Remember that we discussed locking a linked list implementation. The insert code was:

        struct list *l;
        l = list_alloc();
        l->next = list_head;
        list_head = l;

and if we run the insert on multiple processors simultaneously with no locking, this ordering of lines can cause one of the inserts to be lost:

        CPU1                           CPU2
       
        struct list *l;
        l = list_alloc();
        l->next = list_head;
                                       struct list *l;
                                       l = list_alloc();
                                       l->next = list_head;
                                       list_head = l;
        list_head = l;

In this case, CPU2's new list element will be lost when CPU1 updates list_head. Adding a lock that protects the final two lines of insert() makes the read and write of list_head atomic, so that this ordering is impossible.

The reading for this lecture includes the implementation of sleep() and wakeup(), which processes running in the kernel use to coordinate with each other. Usually one process waits for something to happen by calling sleep(), and another process later indicates that the event has occured by calling wakeup(). For example, a read() on an empty pipe involves a sleep() to wait for input; a later write() to the pipe calls wakeup().

One problem that the sleep() and wakeup() implementations avoid is races in which process A has decided to sleep but has not quite gone to sleep, at which point process B calls wakeup() but doesn't see that A is sleeping and thus does not wake A up. If it were possible for this to occur, A would have missed the event it was sleep()ing for, and its sleep() might never terminate.

Read the code with this in mind, and answer these questions:

Turn in: How does the ptable.lock help avoid this problem? Give an ordering of instructions (like the above example for linked list insertion) that could result in a wakeup being missed if the ptable.lock were not used. You need only include the relevant lines of code.

Turn in: sleep is also protected by a second lock, its second argument, which need not be the ptable.lock. Look at the example in ide.c, which uses the idelock. Give an ordering of instructions that could result in a wakeup being missed if the idelock were not being used. (Hint: this should not be the same as your answer to question 2. The two locks serve different purposes.)

Part Two: User-level threads

In this assignment you will complete a simple user-level thread package by implementing the code to perform context switching between threads.

Switching threads

Download uthread.c and uthread_switch.S into your xv6 directory. Make sure uthread_switch.S ends with .S, not .s. Add the following rule to the xv6 Makefile after the _forktest rule:

_uthread: uthread.o uthread_switch.o
	$(LD) $(LDFLAGS) -N -e main -Ttext 0 -o _uthread uthread.o uthread_switch.o $(ULIB)
	$(OBJDUMP) -S _uthread > uthread.asm

Make sure that the blank space at the start of each line is a tab, not spaces.

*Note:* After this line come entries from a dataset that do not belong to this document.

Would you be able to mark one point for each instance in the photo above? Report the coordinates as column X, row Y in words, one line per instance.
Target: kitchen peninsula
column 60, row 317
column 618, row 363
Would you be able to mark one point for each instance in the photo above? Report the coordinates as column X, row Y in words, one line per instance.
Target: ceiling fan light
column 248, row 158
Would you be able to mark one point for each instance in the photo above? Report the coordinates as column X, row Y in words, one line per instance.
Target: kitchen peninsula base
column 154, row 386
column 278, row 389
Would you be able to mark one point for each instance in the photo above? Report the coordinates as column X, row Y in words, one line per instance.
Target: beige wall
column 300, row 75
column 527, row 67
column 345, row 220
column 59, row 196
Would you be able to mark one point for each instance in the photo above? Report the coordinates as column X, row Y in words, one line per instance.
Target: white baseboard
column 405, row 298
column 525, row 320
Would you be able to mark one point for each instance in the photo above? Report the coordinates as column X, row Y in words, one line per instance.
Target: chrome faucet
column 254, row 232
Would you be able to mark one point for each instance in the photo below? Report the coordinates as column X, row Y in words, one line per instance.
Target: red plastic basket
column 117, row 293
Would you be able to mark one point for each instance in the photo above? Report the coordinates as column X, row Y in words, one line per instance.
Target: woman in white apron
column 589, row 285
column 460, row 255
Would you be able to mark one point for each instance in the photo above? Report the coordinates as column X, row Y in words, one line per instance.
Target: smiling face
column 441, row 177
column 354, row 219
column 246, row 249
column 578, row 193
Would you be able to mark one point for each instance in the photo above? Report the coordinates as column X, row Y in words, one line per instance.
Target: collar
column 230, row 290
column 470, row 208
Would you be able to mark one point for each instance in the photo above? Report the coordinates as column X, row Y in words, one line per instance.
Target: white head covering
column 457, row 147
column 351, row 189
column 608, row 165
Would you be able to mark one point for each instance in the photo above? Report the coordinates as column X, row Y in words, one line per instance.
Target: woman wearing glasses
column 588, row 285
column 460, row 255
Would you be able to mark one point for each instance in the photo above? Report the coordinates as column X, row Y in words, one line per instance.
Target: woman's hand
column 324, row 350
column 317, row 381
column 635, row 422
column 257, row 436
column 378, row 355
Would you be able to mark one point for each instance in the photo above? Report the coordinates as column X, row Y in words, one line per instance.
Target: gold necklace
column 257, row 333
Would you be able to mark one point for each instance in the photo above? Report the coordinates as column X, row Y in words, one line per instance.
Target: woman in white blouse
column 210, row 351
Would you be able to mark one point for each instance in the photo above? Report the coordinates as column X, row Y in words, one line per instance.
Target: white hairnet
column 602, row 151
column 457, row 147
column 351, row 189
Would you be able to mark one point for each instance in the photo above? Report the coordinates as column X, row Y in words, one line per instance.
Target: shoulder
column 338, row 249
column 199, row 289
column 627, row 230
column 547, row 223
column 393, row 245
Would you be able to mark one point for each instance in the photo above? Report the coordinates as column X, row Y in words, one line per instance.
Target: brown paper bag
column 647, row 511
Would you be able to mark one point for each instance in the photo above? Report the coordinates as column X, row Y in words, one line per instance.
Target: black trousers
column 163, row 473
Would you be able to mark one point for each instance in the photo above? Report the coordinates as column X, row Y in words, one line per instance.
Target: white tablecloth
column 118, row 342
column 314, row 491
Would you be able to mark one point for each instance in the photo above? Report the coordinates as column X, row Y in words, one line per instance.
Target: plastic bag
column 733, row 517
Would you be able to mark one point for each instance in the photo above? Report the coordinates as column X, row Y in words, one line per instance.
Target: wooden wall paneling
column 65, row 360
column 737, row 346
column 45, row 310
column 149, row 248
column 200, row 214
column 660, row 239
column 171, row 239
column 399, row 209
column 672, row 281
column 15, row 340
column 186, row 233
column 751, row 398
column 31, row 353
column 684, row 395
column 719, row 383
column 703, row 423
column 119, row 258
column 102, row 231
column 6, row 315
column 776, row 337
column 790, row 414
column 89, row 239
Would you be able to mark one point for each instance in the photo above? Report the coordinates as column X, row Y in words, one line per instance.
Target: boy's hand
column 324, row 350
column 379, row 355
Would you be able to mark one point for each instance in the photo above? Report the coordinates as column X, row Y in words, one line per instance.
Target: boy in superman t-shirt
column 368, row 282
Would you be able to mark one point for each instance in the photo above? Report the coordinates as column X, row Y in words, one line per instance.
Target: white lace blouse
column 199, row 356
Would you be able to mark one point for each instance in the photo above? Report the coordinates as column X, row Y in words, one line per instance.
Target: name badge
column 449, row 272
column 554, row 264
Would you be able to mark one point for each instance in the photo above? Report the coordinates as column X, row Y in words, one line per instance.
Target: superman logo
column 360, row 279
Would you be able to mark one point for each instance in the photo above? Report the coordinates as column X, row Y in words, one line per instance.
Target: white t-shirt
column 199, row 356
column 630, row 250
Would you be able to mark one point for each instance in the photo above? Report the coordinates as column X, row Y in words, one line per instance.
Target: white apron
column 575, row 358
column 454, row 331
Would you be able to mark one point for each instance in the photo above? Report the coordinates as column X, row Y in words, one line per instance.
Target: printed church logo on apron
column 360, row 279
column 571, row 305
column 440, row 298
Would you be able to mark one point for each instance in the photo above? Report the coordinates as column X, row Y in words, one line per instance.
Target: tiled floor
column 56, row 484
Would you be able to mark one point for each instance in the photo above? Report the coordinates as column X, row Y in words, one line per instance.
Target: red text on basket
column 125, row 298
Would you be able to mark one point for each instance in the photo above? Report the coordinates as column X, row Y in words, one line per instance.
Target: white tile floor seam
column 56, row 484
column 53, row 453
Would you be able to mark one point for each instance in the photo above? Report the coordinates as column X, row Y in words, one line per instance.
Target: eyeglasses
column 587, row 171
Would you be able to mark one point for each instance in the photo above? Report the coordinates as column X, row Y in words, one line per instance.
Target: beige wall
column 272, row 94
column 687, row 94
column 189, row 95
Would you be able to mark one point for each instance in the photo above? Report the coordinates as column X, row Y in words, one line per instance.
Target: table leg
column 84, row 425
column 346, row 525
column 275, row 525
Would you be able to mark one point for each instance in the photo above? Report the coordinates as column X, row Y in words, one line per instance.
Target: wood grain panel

Add _uthread in the Makefile to the list of user programs defined by UPROGS.

Run xv6, and run uthread from the xv6 shell, and you will observe a panic.

Your job is to complete thread_switch.S, so that you see output similar to this (make sure to run with CPUS=1):

~/classes/6828/xv6$ make CPUS=1 qemu-nox
dd if=/dev/zero of=xv6.img count=10000
10000+0 records in
10000+0 records out
5120000 bytes transferred in 0.037167 secs (137756344 bytes/sec)
dd if=bootblock of=xv6.img conv=notrunc
1+0 records in
1+0 records out
512 bytes transferred in 0.000026 secs (19701685 bytes/sec)
dd if=kernel of=xv6.img seek=1 conv=notrunc
307+1 records in
307+1 records out
157319 bytes transferred in 0.003590 secs (43820143 bytes/sec)
qemu -nographic -hdb fs.img xv6.img -smp 1 -m 512 
Could not open option rom 'sgabios.bin': No such file or directory
xv6...
cpu0: starting
init: starting sh
$ uthread
my thread running
my thread 0x2A30
my thread running
my thread 0x4A40
my thread 0x2A30
my thread 0x4A40
my thread 0x2A30
my thread 0x4A40
....

Before jumping into uthread_switch.S, first understand how uthread.c uses thread_switch. uthread.c has two global variables current_thread and next_thread. Each is a pointer to a thread structure. The thread structure has a stack for a thread and a saved stack pointer (sp, which points into the thread's stack). The job of uthread_switch is to save the current thread state into the structure pointed to by current_thread, restore next_thread's state, and make current_thread point to where next_thread was pointing to, so that when uthread_switch returns next_thread is running and is the current_thread.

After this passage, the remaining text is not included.